A bulkhead with access holes separated the hull gunner and the driver from the fighting compartment. A second bulkhead separated the fighting compartment from the transmission and engine compartment.
Cromwell was heavier than the Сrusader. This was thanks to the reinforced armor which, depending on the version, reached a thickness of 3 to 4 inches (76-100 mm).
However, Cromwell compensated for the increased weight with a powerful Rolls-Royce Meteor engine. This was a version of the famous Rolls-Royce Merlin aircraft engine which was installed in Lancaster, Spitfire, and many other aircraft of the Second World War period.
The V-shaped 12-cylinder Meteor was one of the most reliable engines mounted on a British tank. Thanks to this engine, Cromwell can be called one of the high-speed British tanks during World War II. Engine power was up to 600 horsepower, which made it possible for tank to the maximum speed of 40 mph (64 km/h).
By the time the Mk. III was being produced, the main armament consisted of a QF 6 pounder gun (57 mm). Cromwell Mk. IV and Cromwell Mk. V were armed with a 75mm QF 75 gun. Modifications of Cromwell Mk. VI and Cromwell Mk. VIII were armed with a 95-mm howitzer and belonged to the class of assault tanks.

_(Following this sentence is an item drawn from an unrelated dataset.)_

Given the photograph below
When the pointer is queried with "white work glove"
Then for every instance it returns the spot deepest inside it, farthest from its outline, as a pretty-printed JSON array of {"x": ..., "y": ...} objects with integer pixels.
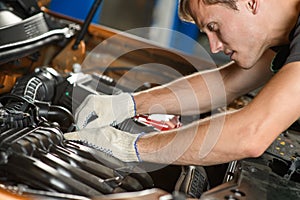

The first tests were conducted in August-September 1943 in the UK. Cromwell proved to be more reliable in contrast to the older brother of the Centaur, but both tanks lagged behind the American Sherman. Test Leader Major Clifford noted that he would not want to manage the A27L Centaur tank unit due to its unreliability and numerous service personnel.
According to him, the Cromwell could have become a valuable fighting vehicle, but in its present form at the time, it could only be considered as a prototype requiring further refinement.
Cromwell participated in the hostilities of the Second World War in Western Europe as well as in North Africa. It saw its first fighting in the Battle of Normandy in June 1944.
The tank was in service with the reconnaissance regiments of the Royal Armoured Corps, in the 7th Armoured Division, 11th Armoured Division, Guards Armoured Division, 1st (Czechoslovakian) Independent Armoured Brigade Group as part of the First Canadian Army, 6th Airborne Division and others.
In Western Europe, it was given reconnaissance missions due to its high speed and low profile, which made it harder to spot.
The most significant drawbacks of the Cromwell were weak firepower and insufficient armor. Under certain conditions, the tank was able to compete with the German Panther, although it couldn’t penetrate its frontal armor. However, the Cromwell was relatively weak in front of the heavy Tiger tanks.
In the battle of the French town of Villers-Bocage on June 13, 1944, German heavy Tiger tanks led by Michael Wittmann defeated the British convoy with minimal losses. The main part of the British forces were Cromwell tanks.
After the war, the Cromwell took part in the Korean War with the 8th King’s Royal Irish Hussars and the 7th Royal Tank Regiment. In the 1955, the tank was retired in favor of newer tanks.
After the war, the Cromwell was provided to various countries around the world such as Israel, Austria, Jordan, Finland, and the socialist countries of Poland and Czechoslovakia.
As part of the Jordanian and Israeli armies, the Cromwell took part in the Six-Day War but was inferior in all respects to newer tanks at that time.
Under the Lend-Lease program, six Cromwell tanks were delivered to the Soviet Union. However, there is no information about their combat use on the Eastern Front.